The objection asserts, “The Debtors’ Motion contains only conclusory statements about the substance of the asset purchase agreement presented to this Court and little discussion about the sale process. Specifically, the Motion fails to disclose what contracts will be assumed or how many employees of the Debtors will be hired by the proposed purchaser.  In addition, in its perfunctory recitation, the Motion fails to disclose certain troublesome facts about the sale process including: (i) that the Debtors threatened to shut down the Orion RCM Business immediately upon the commencement of the chapter 11 cases until the Objectors indicated that they would make a separate bid to purchase the Orion RCM Business; (ii) that the Debtors did not solicit uniform bids on the assets that they intended to sell and therefore, did not obtain the highest proposal to serve as the stalking horse; (iii) that the Debtors led at least the Objectors to believe that they would file chapter 11 cases for the NYNM-related assets which they never did file; and (iv) that the Debtors failed to disclose the existence of the executed letter of intent while inducing the Objectors to continue to expend resources with no apparent intention of continuing negotiations in good faith.

Without providing any of that information to the Court or an affidavit describing the process in any detail, the Debtors nevertheless conclude that the offer set forth in the Motion is both the ‘highest and best’ proposal received….Indeed, it appears from the Motion that the Debtors misled the Objectors regarding bidding process and the selection of the stalking horse.
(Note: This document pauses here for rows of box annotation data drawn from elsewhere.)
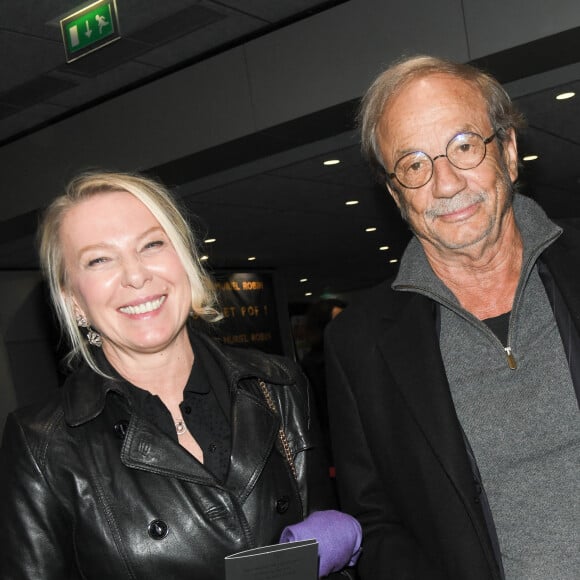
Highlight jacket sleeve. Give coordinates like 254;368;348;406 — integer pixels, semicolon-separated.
285;358;337;516
325;328;440;580
280;366;358;580
0;414;72;580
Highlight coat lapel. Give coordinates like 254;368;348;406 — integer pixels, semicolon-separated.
226;390;280;502
378;292;480;510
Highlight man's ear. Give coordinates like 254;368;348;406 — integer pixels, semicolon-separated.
503;129;518;183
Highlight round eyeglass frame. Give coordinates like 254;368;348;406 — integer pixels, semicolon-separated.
387;131;498;189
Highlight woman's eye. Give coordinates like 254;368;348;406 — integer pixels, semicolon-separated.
144;240;164;250
87;256;107;268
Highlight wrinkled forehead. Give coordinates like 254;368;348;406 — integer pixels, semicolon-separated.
376;74;490;156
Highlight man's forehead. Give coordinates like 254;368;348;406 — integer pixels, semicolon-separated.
377;74;489;141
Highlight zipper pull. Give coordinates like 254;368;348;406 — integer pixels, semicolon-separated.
504;346;518;371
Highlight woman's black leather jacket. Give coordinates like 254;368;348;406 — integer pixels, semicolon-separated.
0;339;334;580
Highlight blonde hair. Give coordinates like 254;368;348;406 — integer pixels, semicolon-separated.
358;55;526;182
38;172;221;374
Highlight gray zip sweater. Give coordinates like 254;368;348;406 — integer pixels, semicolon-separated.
393;195;580;580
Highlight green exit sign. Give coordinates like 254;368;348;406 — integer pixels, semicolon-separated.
60;0;120;62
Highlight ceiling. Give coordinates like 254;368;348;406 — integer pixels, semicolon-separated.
0;0;580;303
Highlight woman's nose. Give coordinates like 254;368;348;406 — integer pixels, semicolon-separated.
122;257;151;288
432;155;466;197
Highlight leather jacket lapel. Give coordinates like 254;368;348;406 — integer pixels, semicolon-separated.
226;390;280;502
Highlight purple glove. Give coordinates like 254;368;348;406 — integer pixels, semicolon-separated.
280;510;362;576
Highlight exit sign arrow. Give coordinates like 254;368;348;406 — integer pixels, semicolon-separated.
60;0;120;62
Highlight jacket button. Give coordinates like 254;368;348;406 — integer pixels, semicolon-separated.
147;520;169;540
113;419;129;439
276;495;290;514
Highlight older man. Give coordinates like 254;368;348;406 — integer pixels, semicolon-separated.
326;57;580;580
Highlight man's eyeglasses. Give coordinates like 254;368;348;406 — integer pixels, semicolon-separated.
388;131;497;189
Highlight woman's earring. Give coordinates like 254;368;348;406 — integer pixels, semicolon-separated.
77;314;103;346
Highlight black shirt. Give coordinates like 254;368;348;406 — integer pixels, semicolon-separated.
114;333;231;483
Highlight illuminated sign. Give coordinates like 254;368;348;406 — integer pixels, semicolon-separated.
60;0;120;62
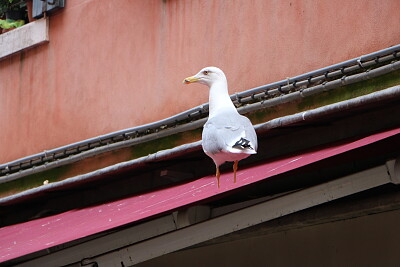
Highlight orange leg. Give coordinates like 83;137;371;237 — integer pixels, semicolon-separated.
233;160;239;183
215;166;221;188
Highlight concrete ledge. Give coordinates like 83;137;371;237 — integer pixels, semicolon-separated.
0;19;49;60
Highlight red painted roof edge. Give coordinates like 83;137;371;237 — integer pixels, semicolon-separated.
0;128;400;262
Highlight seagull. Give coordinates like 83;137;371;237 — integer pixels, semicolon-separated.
183;67;257;188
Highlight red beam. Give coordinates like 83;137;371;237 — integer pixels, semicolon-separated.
0;128;400;262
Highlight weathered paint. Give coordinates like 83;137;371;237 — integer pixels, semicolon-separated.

While the Motion indicates that on April 10, 2018, the Debtors received a letter of intent from the proposed purchaser for the Debtors’ assets, the Motion fails to note that the Debtors never advised the Objectors that the Debtors had decided to sell only the Debtors’ assets, and not the assets of the NYNM business as well.  In fact, they failed to share this information even while the Objectors, their representatives, and the Debtors’ representatives all participated in an in-person meeting at the offices of Debtors’ counsel as late as April 25, 2018. Moreover, as a result of that meeting, the Debtors’ representatives induced the Objectors to prepare a further draft of an asset purchase agreement that included the NYNM assets that the Debtors apparently had no intention to sell. Had the Debtors’ representatives merely indicated that they would only sell the Debtors’ assets, the Objectors could have submitted this bid earlier and generated a higher and better offer for the benefit of the Debtors’ estate that the Objectors have submitted now.”